An Anchorage Superior Court judge has ruled that signature-gathering may begin for a ballot measure seeking to implement ranked-choice voting in Alaska.
Judge Yvonne Lamoureaux's action does not reverse a decision by Lt. Gov. Kevin Meyer that the measure violates the Alaska Constitution and should not advance to the ballot.
Alaskans for Better Elections, the group promoting the measure, has appealed Meyer's decision to the courts, and oral arguments are scheduled for Nov. 1, but Lamoureaux ruled that delaying signature-gathering could harm the ballot measure's cause if backers win their legal case.
Alaskans for Better Elections must gather 28,501 signatures before the start of next year's legislative session in order for the measure to come before voters in 2020.
Scott Kendall, the attorney representing Alaskans for Better Elections, said Lamoureaux's ruling was "just about as fast as we could have asked for" and that the prospects for their case are "very promising."
He said that plans for signature-gathering are not yet final, pending the printing of the petition books by the Alaska Division of Elections.
The Alaska Department of Law, defending the lieutenant governor's position, did not respond to an emailed question. The department does not typically answer questions about cases under litigation.
Lamoureaux's ruling means the ranked-choice voting initiative is the second of four proposed measures for the 2020 election to reach the signature-gathering stage. The Alaska Division of Elections has already certified a measure seeking to move legislative sessions to Anchorage from Juneau.
Measures to raise oil taxes and enact a "students' educational bill of rights" have not yet been considered by the Division of Elections.
The ranked-choice voting measure was considered and rejected after Meyer followed advice from the Alaska Department of Law. In a legal opinion signed by Attorney General Kevin Clarkson, the department advised that the measure would violate a prohibition on including multiple topics within a single piece of legislation.

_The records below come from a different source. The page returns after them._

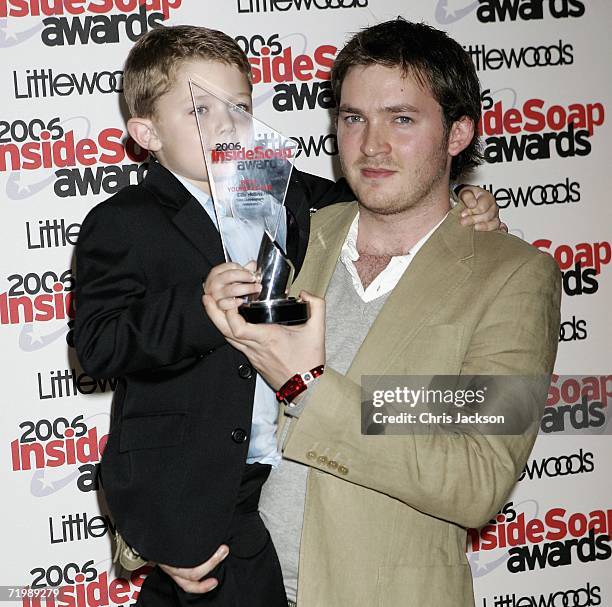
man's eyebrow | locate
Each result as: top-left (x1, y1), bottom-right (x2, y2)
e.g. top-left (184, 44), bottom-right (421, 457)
top-left (338, 105), bottom-right (361, 114)
top-left (338, 104), bottom-right (419, 114)
top-left (383, 104), bottom-right (419, 114)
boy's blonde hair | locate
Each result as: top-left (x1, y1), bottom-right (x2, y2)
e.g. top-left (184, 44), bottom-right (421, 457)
top-left (123, 25), bottom-right (252, 118)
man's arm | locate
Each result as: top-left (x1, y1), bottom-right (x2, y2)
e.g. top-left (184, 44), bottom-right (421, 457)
top-left (75, 205), bottom-right (225, 377)
top-left (284, 255), bottom-right (561, 527)
top-left (298, 171), bottom-right (508, 232)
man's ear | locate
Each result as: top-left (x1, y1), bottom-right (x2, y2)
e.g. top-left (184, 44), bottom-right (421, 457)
top-left (127, 118), bottom-right (162, 152)
top-left (448, 116), bottom-right (474, 156)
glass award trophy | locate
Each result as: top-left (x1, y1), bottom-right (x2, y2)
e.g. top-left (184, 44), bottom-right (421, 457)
top-left (189, 75), bottom-right (308, 325)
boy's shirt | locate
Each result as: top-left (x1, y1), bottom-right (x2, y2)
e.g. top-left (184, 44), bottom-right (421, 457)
top-left (171, 171), bottom-right (287, 467)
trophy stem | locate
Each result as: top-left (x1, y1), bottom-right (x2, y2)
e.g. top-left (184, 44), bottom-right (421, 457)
top-left (238, 232), bottom-right (308, 325)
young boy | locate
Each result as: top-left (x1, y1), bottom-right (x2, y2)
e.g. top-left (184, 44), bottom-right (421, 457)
top-left (75, 26), bottom-right (498, 607)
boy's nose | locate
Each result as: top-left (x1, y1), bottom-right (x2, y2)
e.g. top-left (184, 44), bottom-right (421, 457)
top-left (215, 108), bottom-right (236, 135)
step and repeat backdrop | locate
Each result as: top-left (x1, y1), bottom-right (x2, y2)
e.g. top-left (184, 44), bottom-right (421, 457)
top-left (0, 0), bottom-right (612, 607)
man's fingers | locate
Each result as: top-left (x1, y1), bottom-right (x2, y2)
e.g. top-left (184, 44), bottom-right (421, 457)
top-left (215, 282), bottom-right (261, 301)
top-left (208, 261), bottom-right (244, 277)
top-left (459, 187), bottom-right (478, 211)
top-left (159, 545), bottom-right (229, 594)
top-left (300, 291), bottom-right (325, 323)
top-left (225, 310), bottom-right (260, 345)
top-left (474, 217), bottom-right (500, 232)
top-left (175, 577), bottom-right (219, 594)
top-left (202, 294), bottom-right (232, 337)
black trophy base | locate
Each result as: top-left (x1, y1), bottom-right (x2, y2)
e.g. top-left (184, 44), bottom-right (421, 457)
top-left (238, 297), bottom-right (308, 325)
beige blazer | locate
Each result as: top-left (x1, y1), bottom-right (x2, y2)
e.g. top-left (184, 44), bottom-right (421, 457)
top-left (279, 203), bottom-right (561, 607)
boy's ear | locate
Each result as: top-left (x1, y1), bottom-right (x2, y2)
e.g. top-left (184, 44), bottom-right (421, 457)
top-left (127, 118), bottom-right (162, 152)
top-left (448, 116), bottom-right (474, 156)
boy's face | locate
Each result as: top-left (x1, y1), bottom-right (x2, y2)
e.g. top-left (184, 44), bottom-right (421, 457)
top-left (143, 59), bottom-right (252, 194)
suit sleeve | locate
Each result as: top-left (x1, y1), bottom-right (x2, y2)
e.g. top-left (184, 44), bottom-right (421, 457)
top-left (74, 204), bottom-right (225, 377)
top-left (284, 254), bottom-right (561, 527)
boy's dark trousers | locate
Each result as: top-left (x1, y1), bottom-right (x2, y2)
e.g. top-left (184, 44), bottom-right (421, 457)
top-left (136, 464), bottom-right (287, 607)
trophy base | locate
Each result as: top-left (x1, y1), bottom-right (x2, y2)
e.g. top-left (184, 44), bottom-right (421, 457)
top-left (238, 297), bottom-right (309, 325)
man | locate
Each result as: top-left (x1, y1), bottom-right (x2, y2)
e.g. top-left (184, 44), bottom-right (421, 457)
top-left (204, 20), bottom-right (560, 607)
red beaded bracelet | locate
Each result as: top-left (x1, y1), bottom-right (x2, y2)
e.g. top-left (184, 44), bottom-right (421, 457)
top-left (276, 365), bottom-right (325, 405)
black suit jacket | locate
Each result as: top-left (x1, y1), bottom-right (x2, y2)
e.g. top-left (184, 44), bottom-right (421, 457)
top-left (75, 162), bottom-right (352, 567)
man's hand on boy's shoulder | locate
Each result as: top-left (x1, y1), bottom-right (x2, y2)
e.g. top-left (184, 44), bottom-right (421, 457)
top-left (457, 185), bottom-right (508, 232)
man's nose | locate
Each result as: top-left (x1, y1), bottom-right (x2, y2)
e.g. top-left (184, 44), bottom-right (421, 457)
top-left (361, 123), bottom-right (391, 156)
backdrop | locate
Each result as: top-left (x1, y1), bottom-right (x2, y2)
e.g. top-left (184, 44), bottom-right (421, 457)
top-left (0, 0), bottom-right (612, 607)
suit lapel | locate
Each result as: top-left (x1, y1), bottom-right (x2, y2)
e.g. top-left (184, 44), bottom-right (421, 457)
top-left (142, 160), bottom-right (225, 266)
top-left (172, 196), bottom-right (225, 266)
top-left (291, 202), bottom-right (357, 297)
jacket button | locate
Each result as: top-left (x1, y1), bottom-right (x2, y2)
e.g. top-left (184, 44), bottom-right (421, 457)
top-left (238, 363), bottom-right (253, 379)
top-left (232, 428), bottom-right (248, 444)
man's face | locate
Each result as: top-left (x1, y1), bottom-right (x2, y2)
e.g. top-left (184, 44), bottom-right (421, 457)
top-left (151, 59), bottom-right (252, 194)
top-left (338, 65), bottom-right (451, 215)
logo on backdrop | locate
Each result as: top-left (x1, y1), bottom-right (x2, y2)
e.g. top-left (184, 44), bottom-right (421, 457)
top-left (10, 416), bottom-right (117, 497)
top-left (468, 502), bottom-right (612, 573)
top-left (463, 40), bottom-right (574, 72)
top-left (48, 512), bottom-right (116, 544)
top-left (0, 269), bottom-right (74, 325)
top-left (540, 374), bottom-right (612, 434)
top-left (290, 133), bottom-right (338, 158)
top-left (518, 449), bottom-right (595, 481)
top-left (559, 316), bottom-right (589, 342)
top-left (236, 0), bottom-right (368, 14)
top-left (13, 68), bottom-right (123, 99)
top-left (435, 0), bottom-right (585, 25)
top-left (480, 177), bottom-right (581, 209)
top-left (0, 0), bottom-right (182, 47)
top-left (236, 34), bottom-right (338, 112)
top-left (0, 117), bottom-right (148, 199)
top-left (482, 582), bottom-right (602, 607)
top-left (531, 238), bottom-right (612, 296)
top-left (478, 89), bottom-right (605, 164)
top-left (21, 559), bottom-right (152, 607)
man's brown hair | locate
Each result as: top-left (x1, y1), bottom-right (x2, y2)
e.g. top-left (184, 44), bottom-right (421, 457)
top-left (123, 25), bottom-right (251, 118)
top-left (331, 17), bottom-right (481, 179)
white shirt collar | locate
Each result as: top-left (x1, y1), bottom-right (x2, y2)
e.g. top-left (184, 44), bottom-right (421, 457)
top-left (340, 213), bottom-right (448, 303)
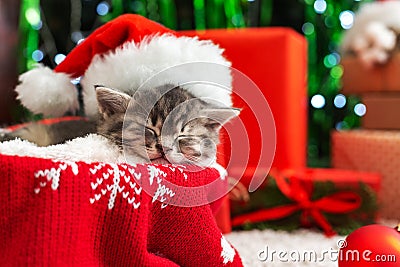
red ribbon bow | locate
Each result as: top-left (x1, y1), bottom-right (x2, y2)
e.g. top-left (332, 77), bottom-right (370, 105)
top-left (232, 171), bottom-right (361, 236)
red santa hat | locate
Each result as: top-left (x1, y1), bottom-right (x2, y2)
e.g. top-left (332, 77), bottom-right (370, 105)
top-left (15, 14), bottom-right (232, 117)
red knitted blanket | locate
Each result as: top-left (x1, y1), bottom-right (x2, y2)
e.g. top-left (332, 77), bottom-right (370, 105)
top-left (0, 154), bottom-right (242, 266)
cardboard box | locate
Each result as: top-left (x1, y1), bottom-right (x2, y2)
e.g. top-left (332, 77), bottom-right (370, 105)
top-left (341, 52), bottom-right (400, 94)
top-left (361, 92), bottom-right (400, 130)
top-left (332, 130), bottom-right (400, 219)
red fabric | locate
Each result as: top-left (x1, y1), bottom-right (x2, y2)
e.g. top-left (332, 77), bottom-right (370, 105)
top-left (0, 155), bottom-right (242, 266)
top-left (232, 168), bottom-right (381, 236)
top-left (232, 171), bottom-right (362, 236)
top-left (54, 14), bottom-right (175, 78)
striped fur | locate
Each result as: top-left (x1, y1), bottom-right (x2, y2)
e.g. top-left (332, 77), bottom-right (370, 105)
top-left (96, 85), bottom-right (238, 166)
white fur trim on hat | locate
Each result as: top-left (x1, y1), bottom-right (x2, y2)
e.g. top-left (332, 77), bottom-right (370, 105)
top-left (15, 64), bottom-right (79, 116)
top-left (81, 34), bottom-right (232, 117)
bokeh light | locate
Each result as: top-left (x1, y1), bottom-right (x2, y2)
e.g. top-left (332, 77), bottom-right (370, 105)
top-left (339, 10), bottom-right (354, 30)
top-left (301, 22), bottom-right (314, 35)
top-left (96, 1), bottom-right (110, 16)
top-left (54, 54), bottom-right (65, 65)
top-left (354, 103), bottom-right (367, 117)
top-left (311, 94), bottom-right (325, 108)
top-left (314, 0), bottom-right (327, 14)
top-left (32, 50), bottom-right (44, 62)
top-left (333, 94), bottom-right (347, 108)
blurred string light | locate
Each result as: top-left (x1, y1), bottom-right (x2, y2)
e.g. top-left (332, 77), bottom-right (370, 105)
top-left (324, 52), bottom-right (340, 68)
top-left (339, 10), bottom-right (354, 30)
top-left (311, 94), bottom-right (325, 109)
top-left (25, 7), bottom-right (41, 28)
top-left (19, 0), bottom-right (42, 70)
top-left (32, 49), bottom-right (44, 62)
top-left (71, 31), bottom-right (84, 44)
top-left (333, 94), bottom-right (347, 108)
top-left (54, 54), bottom-right (66, 65)
top-left (354, 103), bottom-right (367, 117)
top-left (301, 22), bottom-right (314, 35)
top-left (96, 1), bottom-right (110, 16)
top-left (314, 0), bottom-right (327, 14)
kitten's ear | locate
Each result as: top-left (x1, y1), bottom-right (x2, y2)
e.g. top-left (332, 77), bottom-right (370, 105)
top-left (95, 85), bottom-right (132, 117)
top-left (201, 108), bottom-right (240, 130)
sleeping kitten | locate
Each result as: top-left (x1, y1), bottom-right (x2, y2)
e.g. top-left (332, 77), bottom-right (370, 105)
top-left (0, 120), bottom-right (96, 146)
top-left (96, 85), bottom-right (239, 166)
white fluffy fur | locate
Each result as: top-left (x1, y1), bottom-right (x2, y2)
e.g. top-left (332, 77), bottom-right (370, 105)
top-left (81, 34), bottom-right (232, 117)
top-left (341, 1), bottom-right (400, 67)
top-left (15, 64), bottom-right (79, 117)
top-left (0, 134), bottom-right (124, 163)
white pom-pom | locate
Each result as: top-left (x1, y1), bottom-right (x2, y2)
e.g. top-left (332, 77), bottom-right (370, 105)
top-left (15, 65), bottom-right (79, 117)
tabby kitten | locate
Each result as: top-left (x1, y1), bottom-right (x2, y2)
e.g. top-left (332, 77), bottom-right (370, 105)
top-left (96, 85), bottom-right (239, 166)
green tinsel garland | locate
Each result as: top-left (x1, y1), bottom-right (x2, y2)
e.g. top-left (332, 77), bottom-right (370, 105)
top-left (231, 177), bottom-right (378, 235)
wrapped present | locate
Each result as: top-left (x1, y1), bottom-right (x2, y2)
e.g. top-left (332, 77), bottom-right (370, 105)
top-left (362, 93), bottom-right (400, 130)
top-left (332, 130), bottom-right (400, 219)
top-left (341, 52), bottom-right (400, 94)
top-left (231, 169), bottom-right (380, 236)
top-left (0, 141), bottom-right (242, 266)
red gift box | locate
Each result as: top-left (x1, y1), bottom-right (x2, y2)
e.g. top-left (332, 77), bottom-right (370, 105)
top-left (181, 27), bottom-right (307, 232)
top-left (331, 130), bottom-right (400, 219)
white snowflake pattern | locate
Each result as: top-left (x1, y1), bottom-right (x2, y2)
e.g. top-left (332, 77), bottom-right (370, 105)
top-left (89, 163), bottom-right (142, 209)
top-left (221, 236), bottom-right (236, 264)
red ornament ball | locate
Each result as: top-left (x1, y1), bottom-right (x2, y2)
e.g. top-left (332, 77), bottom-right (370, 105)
top-left (338, 224), bottom-right (400, 267)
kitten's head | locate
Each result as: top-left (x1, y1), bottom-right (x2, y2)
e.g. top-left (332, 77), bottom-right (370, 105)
top-left (96, 87), bottom-right (239, 166)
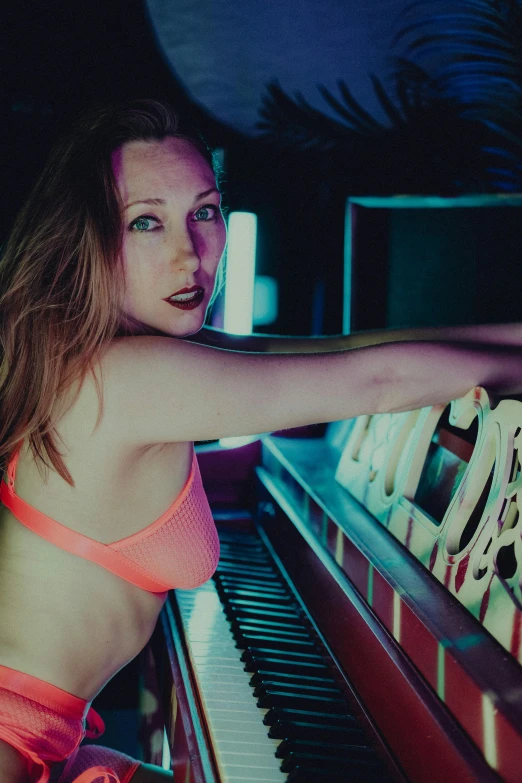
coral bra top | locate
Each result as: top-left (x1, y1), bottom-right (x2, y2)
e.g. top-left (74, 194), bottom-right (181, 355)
top-left (0, 449), bottom-right (219, 593)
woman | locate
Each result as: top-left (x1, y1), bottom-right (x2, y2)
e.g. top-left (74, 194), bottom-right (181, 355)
top-left (0, 100), bottom-right (522, 783)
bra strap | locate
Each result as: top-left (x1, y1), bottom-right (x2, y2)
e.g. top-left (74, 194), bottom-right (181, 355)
top-left (7, 443), bottom-right (22, 490)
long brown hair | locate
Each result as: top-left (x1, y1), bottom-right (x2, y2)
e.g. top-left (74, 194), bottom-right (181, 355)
top-left (0, 99), bottom-right (223, 486)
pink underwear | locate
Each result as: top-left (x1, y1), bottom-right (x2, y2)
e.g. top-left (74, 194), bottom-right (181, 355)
top-left (0, 665), bottom-right (142, 783)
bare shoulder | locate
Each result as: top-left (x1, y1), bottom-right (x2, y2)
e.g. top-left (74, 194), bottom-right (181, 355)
top-left (93, 335), bottom-right (379, 448)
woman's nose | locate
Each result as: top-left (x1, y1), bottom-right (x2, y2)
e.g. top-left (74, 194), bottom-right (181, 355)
top-left (173, 233), bottom-right (201, 271)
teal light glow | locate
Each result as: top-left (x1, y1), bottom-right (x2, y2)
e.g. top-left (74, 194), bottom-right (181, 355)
top-left (253, 275), bottom-right (279, 326)
top-left (161, 728), bottom-right (171, 770)
top-left (224, 212), bottom-right (257, 334)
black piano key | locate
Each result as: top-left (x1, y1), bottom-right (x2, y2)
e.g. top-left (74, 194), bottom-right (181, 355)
top-left (257, 688), bottom-right (348, 714)
top-left (276, 738), bottom-right (375, 762)
top-left (216, 562), bottom-right (277, 580)
top-left (218, 587), bottom-right (293, 606)
top-left (236, 633), bottom-right (316, 652)
top-left (263, 707), bottom-right (358, 728)
top-left (241, 645), bottom-right (326, 665)
top-left (250, 675), bottom-right (343, 698)
top-left (268, 719), bottom-right (365, 744)
top-left (249, 669), bottom-right (337, 687)
top-left (244, 655), bottom-right (329, 677)
top-left (226, 598), bottom-right (302, 617)
top-left (213, 533), bottom-right (394, 783)
top-left (231, 607), bottom-right (313, 633)
top-left (234, 625), bottom-right (317, 643)
top-left (215, 578), bottom-right (288, 595)
top-left (225, 603), bottom-right (299, 622)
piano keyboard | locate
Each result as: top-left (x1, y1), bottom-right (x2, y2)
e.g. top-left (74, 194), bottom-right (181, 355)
top-left (173, 531), bottom-right (392, 783)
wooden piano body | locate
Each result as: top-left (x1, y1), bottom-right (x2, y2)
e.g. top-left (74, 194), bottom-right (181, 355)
top-left (143, 388), bottom-right (522, 783)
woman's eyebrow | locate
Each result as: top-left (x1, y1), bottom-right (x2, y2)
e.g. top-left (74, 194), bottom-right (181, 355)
top-left (125, 188), bottom-right (219, 209)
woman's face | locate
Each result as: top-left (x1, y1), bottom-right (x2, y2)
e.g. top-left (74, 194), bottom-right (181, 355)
top-left (112, 137), bottom-right (226, 337)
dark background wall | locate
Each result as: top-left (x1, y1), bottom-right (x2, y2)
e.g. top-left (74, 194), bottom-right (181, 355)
top-left (0, 0), bottom-right (414, 334)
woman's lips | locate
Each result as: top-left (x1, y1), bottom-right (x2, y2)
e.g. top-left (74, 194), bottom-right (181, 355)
top-left (164, 290), bottom-right (205, 310)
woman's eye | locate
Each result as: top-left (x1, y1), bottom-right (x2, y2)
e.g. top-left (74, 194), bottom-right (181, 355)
top-left (194, 204), bottom-right (218, 222)
top-left (129, 215), bottom-right (159, 234)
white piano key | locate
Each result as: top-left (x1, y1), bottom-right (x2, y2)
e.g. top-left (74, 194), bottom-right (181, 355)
top-left (175, 580), bottom-right (287, 783)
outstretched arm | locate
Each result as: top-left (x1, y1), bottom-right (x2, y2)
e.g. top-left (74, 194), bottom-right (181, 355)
top-left (103, 336), bottom-right (522, 446)
top-left (191, 323), bottom-right (522, 353)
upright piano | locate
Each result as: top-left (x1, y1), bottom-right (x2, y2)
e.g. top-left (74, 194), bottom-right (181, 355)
top-left (140, 364), bottom-right (522, 783)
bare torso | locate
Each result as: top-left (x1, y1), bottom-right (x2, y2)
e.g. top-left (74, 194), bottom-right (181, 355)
top-left (0, 346), bottom-right (192, 701)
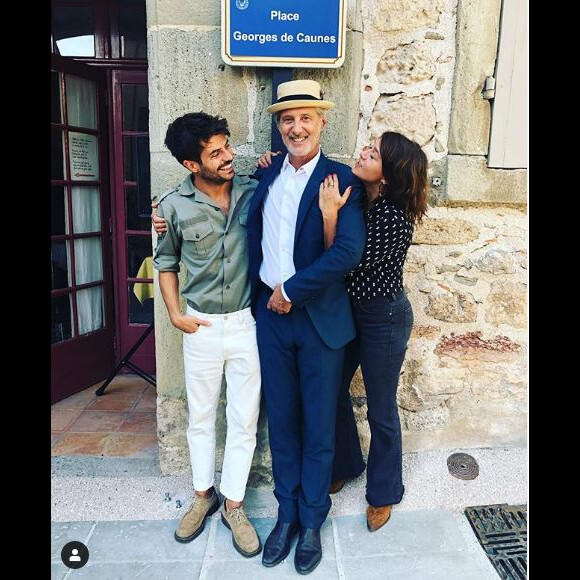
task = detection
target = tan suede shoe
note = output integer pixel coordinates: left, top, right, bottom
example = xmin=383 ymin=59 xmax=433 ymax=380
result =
xmin=222 ymin=499 xmax=262 ymax=558
xmin=174 ymin=487 xmax=220 ymax=543
xmin=367 ymin=505 xmax=392 ymax=532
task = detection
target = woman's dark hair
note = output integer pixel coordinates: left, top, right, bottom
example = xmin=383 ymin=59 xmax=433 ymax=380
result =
xmin=380 ymin=131 xmax=427 ymax=224
xmin=165 ymin=111 xmax=230 ymax=165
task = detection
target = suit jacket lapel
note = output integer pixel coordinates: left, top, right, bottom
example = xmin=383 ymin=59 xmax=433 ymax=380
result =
xmin=294 ymin=153 xmax=326 ymax=247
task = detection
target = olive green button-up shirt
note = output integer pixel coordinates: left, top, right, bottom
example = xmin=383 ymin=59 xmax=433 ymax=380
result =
xmin=153 ymin=176 xmax=258 ymax=314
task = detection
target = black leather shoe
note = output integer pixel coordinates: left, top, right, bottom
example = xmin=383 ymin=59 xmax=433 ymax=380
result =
xmin=294 ymin=528 xmax=322 ymax=574
xmin=262 ymin=520 xmax=299 ymax=568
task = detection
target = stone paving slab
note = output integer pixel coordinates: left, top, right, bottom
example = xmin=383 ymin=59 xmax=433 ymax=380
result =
xmin=51 ymin=510 xmax=498 ymax=580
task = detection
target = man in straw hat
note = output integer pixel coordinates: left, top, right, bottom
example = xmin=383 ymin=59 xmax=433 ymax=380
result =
xmin=248 ymin=80 xmax=365 ymax=574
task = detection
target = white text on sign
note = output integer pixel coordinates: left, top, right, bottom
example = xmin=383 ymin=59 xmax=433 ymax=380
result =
xmin=270 ymin=10 xmax=300 ymax=21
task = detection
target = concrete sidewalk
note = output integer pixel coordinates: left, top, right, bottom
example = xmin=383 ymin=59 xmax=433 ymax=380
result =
xmin=51 ymin=448 xmax=527 ymax=580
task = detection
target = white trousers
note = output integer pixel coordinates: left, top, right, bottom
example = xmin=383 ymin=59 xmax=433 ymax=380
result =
xmin=183 ymin=305 xmax=261 ymax=501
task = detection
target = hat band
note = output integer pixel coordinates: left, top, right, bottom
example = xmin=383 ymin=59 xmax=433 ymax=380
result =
xmin=274 ymin=95 xmax=322 ymax=104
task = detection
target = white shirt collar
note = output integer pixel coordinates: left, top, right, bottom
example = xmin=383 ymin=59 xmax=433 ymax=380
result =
xmin=280 ymin=148 xmax=322 ymax=179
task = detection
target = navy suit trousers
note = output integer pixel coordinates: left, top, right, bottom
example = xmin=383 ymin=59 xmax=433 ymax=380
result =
xmin=256 ymin=286 xmax=344 ymax=529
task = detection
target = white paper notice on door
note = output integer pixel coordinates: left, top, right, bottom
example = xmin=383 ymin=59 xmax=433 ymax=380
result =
xmin=68 ymin=131 xmax=99 ymax=181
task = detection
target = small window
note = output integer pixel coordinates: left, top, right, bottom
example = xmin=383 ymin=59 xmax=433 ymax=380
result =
xmin=119 ymin=0 xmax=147 ymax=58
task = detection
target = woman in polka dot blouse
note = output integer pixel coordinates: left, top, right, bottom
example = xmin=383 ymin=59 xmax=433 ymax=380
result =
xmin=319 ymin=132 xmax=427 ymax=532
xmin=258 ymin=132 xmax=427 ymax=532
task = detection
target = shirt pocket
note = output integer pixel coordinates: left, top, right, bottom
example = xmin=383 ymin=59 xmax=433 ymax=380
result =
xmin=181 ymin=221 xmax=213 ymax=258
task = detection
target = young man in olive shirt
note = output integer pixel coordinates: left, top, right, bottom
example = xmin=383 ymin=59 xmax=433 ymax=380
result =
xmin=154 ymin=112 xmax=261 ymax=557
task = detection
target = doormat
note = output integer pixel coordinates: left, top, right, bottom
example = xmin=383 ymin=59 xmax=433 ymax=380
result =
xmin=464 ymin=504 xmax=528 ymax=580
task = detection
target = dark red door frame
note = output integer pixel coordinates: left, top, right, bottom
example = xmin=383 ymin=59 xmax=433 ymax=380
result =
xmin=51 ymin=55 xmax=114 ymax=404
xmin=111 ymin=70 xmax=155 ymax=374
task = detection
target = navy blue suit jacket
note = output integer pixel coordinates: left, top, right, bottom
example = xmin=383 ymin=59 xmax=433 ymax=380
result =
xmin=248 ymin=154 xmax=366 ymax=349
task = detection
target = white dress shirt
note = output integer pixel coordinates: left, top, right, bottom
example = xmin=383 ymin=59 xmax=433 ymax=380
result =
xmin=260 ymin=150 xmax=321 ymax=302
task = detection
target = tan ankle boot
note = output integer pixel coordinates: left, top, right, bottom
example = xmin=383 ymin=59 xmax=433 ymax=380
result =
xmin=367 ymin=505 xmax=392 ymax=532
xmin=222 ymin=499 xmax=262 ymax=558
xmin=174 ymin=488 xmax=220 ymax=543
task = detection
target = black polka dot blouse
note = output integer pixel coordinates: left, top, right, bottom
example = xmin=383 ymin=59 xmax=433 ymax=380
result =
xmin=346 ymin=197 xmax=413 ymax=300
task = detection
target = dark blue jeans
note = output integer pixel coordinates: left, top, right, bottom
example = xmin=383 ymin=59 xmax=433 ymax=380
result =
xmin=332 ymin=292 xmax=413 ymax=507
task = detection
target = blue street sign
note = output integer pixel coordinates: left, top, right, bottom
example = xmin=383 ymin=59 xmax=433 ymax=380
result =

Backers of the measure reject that argument, saying all three sections of the 25-page ballot initiative deal with voting.
The first section would enact a ban on so-called "dark money" political contributions. If a group donates to a political cause, that group would be required to disclose where its funding came from. In addition, any group that gets more than 50% of its funds from out of state would have to disclose that in any political advertising it funds.
The second section eliminates party-specific primary elections. All candidates for statewide or legislative office would run in a single primary, and only the top four candidates would advance to the general election.
The third section installs ranked-choice voting. In the primary and in the general election, voters would be asked to rank their preferred candidates 1-2-3-4. When the votes are counted, the winning candidate is the one who receives more than half the No. 1 votes.
If no candidate passes that hurdle, the candidate who received the fewest No. 1 votes is eliminated, and his or her supporters' votes go to their second choice. The totals are retabulated, and the process continues until there is an outright winner.